Epidemiolog dari Griffith University di Australia Dicky Budiman tak yakin undangan Badan Kesehatan Dunia (WHO) kepada Menkes Terawan Agus Putranto terkait keberhasilan penanganan Covid-19 di Indonesia.

Menurutnya dari isi surat undangan yang didapatnya, tidak ada pernyataan keberhasilan Indonesia dalam pengendalian pandemi. 

Undangan tersebut hanya mengakui keberhasilan indonesia dalam menerapkan kegiatan intra-aksi (intra action review/IAR) Covid-19.

IAR merupakan kegiatan perencanaan Indonesia dalam menganggulangi Pandemi Covid-19. Tujuannya agar setiap negara bisa mawas diri terhadap capaian dan kekurangan dalam pengendalian pandeminya. "Jadi undangan konferensi pers itu bukan dalam arti mengakui keberhasilan Indonesia dalam pengendalian pandeminya, tapi apresiasi karena telah melaksanakan kegiatan review IAR yang dianggap 'sukses'," ujar Dicky, Jumat (6/11/2020). Dikutip dari Kompas.com.

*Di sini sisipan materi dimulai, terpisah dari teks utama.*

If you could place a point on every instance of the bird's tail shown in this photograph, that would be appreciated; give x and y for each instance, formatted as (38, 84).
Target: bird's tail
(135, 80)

Dari pernyataan tersebut telah membongkar watak rezim demokrasi yang tidak sungguh-sungguh mewujudkan kemaslahatan rakyat, tetapi rezim hanya berusaha mempertahankan kursi dengan ‘make up’ politiknya.

Undangan WHO dikapitalisasi rezim untuk overklaim keberhasilan. Padahal undangan tersebut karena Indonesia sudah menyelesaikan IAR secara administratif, bukan indikator  keberhasilan penanganan COVID-19.

Tak bisa dipungkiri bahwa sejak awal pemerintah lambat dan tidak sungguh-sungguh dalam menangani pandemi. Pemerintah gagal dalam memutus rantai virus, puncak kegagalannyapun terlihat jelas ketika kebijakan new normal diberlakukan di negeri ini. Kegagalan tersebut terjadi karena asas kapitalisme yang dianut pemerintah dalam mengatur urusan rakyat. Kebijakan yang lahir dalam menanggulangi pandemipun lebih mengutamakan ekonomi daripada nyawa rakyatnya. Pemerintah enggan melakukan lockdown dengan dalih ekonomi akan hancur.

Berbeda jika islam dijadikan asas dalam meriayah rakyat. Dalam islam pemimpin berupayah sungguh-sungguh dalam menyelesaikan wabah . Nyawa manusia didahulukan daripada apapun termasuk ekonomi . Nyawa manusia dalam islam lebih berharga dari apapun. Nabi SAW bersabda : “Hancurnya dunia lebih ringan bagi Allah dibandingkan terbunuhnya seorang mukmin tanpa haq”. (HR. An-Nasa’I dan At-Tarmidzi).

Islam juga telah mencontohkan dalam mengatasi wabah. Jika terjadi wabah islam mengharuskan  lockdown untuk memutus penyebaran virus, sebagaimana sabda Rasulullah SAW : “Jika kalian mendengar wabah terjadi di suatu wilayah, janganlah kalian memasuki wilayah itu. Sebaliknya, jika wabah itu terjadi di tempat kalian tinggal, janganlah kalian meninggalkan tempat itu”. (HR. Al-Bukhari). Selama pemberlakuan lockdown, kebutuhan rakyat ditanggung oleh pemerintah . 

Pemerintah juga memisahkan antara orang-orang yang sakit dengan yang sehat, sehingga yang sehat tetap produktif dan perekonomian tetap berjalan. Sungguh sempurna islam dalam pengaturannya . Jika islam yang dijadikan asas dalam menanggulangi wabah maka wabah akan cepat berakhir.